Something tells me I don't have to click on the horse link; I'm pretty sure I know what I'll see. But those Clydesdales are something else when you see them up close and personal, aren't they??

BTW: The photo of the Busch brewery reminds me that the building on the northwest corner of North Avenue and Howard Street was once a brewery. They really knew how to build 'em, once upon a time.

Elizabeth said...

When I worked at a day care we took the kids on a tour of the local grocery store. It was so much fun! The people were really proud of their jobs, and they took us inside the big freezers and the bakery department showed us how they decorate cakes. It sounds hokey, but it was really interesting and fun! By the way, when I was a little girl we went to some fair and Busch had their horses hooked up two by two to a wagon. They had 50 huge Clydesdales! They picked me out of the crowd to ride on the wagon! It was Amazing!! They also got all 50 horses to BACK UP!! Very exciting!!

Brendan said...

favorite factory tour?
Yards brewery in Philadelphia. they give out as much free beer as you can drink, and it tatses BOATLOADS better than Bud OR Coors.

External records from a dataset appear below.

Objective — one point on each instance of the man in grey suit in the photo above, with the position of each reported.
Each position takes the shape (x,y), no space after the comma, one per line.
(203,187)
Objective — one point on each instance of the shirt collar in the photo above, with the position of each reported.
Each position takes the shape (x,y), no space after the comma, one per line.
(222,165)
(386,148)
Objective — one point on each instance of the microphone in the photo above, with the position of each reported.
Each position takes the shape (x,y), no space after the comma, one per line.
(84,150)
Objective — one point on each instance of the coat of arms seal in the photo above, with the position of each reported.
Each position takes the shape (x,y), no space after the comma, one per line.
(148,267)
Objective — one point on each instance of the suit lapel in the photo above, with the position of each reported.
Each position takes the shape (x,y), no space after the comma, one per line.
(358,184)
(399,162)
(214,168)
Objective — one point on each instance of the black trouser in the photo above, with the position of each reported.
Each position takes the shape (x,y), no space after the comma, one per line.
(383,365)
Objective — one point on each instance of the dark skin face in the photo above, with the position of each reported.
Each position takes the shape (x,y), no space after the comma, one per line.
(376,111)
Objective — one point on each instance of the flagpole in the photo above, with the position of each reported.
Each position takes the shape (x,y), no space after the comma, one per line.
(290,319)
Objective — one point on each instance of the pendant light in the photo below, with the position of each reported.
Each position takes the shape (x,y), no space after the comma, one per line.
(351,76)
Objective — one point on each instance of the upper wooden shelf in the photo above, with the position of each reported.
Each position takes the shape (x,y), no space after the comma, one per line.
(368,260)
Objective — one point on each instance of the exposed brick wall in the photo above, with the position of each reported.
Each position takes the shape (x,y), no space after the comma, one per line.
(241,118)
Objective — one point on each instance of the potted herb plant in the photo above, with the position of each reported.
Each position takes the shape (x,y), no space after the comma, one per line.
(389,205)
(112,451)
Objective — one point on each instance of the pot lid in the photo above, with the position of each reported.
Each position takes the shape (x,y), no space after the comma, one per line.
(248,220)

Philly has a long brewing history, which makes the fact that there's only one brewery left in the city very sad. My girlfriend chose brewery history as her thesis for her grad degree (historic conservation) and the two of us have been all over the city taking photos of brewery remains.

As Claude saysm they really DID know how to build 'em back in the day.

Jeff and Charli Lee said...

Why read the newspaper or watch TV when you can get everything you need to know from yellowjkt?

Once again, well done on the side-by-side. Now only did I learn something, but I also got my daily fill of horse porn!

Anonymous said...

In the early '70s UC Davis had a cow with a glass window in one of its 28 stomachs. This was a new kind of TV.

Anonymous said...

A cousin of mine seeing a stallon on the farm for the first time gushed out "my god so thats why they call them studs" for everybody to hear.She did turn a deep red.